Anonymous 0 Comments

These measures are often described as necessary to preserving liquidity. How does that work? What locks up if the Fed doesn’t do this? What necessary transaction does someone refuse to engage in? In 2008, I heard about credit card transaction approvals being frozen. What’s the mechanism that caused (now would cause?) that?

Anonymous 0 Comments

I’ve always wondered instead of buying bonds from banks can the money be injected from bottom up by giving say $500 to every American?

Anonymous 0 Comments

Ignore all the words in “Quantitative Easing”, they don’t mean anything. It’s the central bank giving out large loans to other banks. The central bank prints money. In a fiat currency like ours, they have an infinite supply.

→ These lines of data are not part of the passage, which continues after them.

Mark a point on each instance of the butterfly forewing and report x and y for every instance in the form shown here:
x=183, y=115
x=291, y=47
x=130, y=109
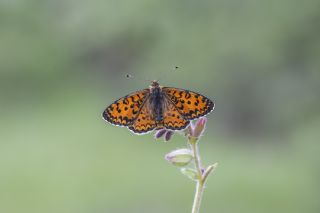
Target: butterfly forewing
x=190, y=104
x=124, y=111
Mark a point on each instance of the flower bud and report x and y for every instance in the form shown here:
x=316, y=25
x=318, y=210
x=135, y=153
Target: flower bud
x=164, y=132
x=190, y=173
x=180, y=157
x=168, y=135
x=199, y=127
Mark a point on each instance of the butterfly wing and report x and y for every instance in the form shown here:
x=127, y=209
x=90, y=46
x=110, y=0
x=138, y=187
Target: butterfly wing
x=124, y=111
x=144, y=123
x=172, y=119
x=190, y=104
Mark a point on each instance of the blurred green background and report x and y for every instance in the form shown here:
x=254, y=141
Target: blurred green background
x=63, y=62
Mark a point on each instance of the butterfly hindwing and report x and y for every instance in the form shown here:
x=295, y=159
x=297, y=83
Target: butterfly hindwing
x=124, y=111
x=144, y=122
x=172, y=119
x=190, y=104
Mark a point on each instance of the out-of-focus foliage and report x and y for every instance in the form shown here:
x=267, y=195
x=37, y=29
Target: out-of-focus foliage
x=62, y=62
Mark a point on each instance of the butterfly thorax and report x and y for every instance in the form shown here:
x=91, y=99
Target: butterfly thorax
x=156, y=101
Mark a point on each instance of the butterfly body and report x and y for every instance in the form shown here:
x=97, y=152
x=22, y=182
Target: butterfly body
x=156, y=102
x=157, y=107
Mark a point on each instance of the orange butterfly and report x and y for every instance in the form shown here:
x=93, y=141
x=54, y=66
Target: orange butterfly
x=156, y=108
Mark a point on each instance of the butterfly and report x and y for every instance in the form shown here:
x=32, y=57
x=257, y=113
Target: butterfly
x=157, y=107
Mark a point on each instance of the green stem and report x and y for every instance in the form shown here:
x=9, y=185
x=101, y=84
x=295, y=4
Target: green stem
x=198, y=197
x=201, y=175
x=200, y=180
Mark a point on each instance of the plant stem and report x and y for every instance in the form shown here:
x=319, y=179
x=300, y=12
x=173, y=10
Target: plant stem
x=201, y=176
x=197, y=197
x=200, y=180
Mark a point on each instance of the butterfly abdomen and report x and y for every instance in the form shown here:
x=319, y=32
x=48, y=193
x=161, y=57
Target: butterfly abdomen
x=156, y=103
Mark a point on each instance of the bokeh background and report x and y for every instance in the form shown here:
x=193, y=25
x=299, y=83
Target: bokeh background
x=63, y=62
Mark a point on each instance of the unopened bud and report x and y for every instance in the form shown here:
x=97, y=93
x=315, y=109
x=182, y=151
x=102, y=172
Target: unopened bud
x=190, y=173
x=199, y=127
x=180, y=157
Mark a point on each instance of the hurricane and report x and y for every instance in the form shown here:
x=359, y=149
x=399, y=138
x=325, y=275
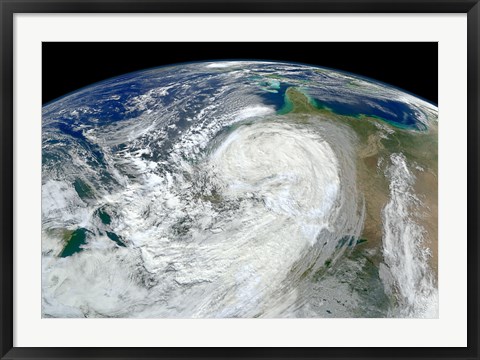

They buy bonds in bulk. IE, money from nowhere goes into the banks and now they have more money to loan out themselves. Bonds have interest rates and such, so it’s not money-for-nothing. But in financial terms it’s about as close as you can get.

This would be disastrous if inflation is a worry, but if the economy is sluggish and inflation is alright, they can give money to the banks to try and liven things up. It DOES solve any worry about deflation.

You know how you work hard for your money? Well if the banks aren’t doing so hot, they’ll just give banks more cash to play with.

Anonymous 0 Comments

Quantitative easing is a tactic used by a country’s central bank (eg. The federal reserve) to add money to the country’s economy, primarily in times when the economy is slow or have collapsed. Because the central bank cannot give away money for free, it makes large purchases of government bonds or financial assets(Billions of dollars worth of assets). Once the bonds are purchased, the money is then used to fulfill the purpose of the bond (build roads, develop systems etc). This now means that people will be hired to build the roads, materials will be bought and so forth, so that money will now be circulated in the economy thanks to quantitative easing.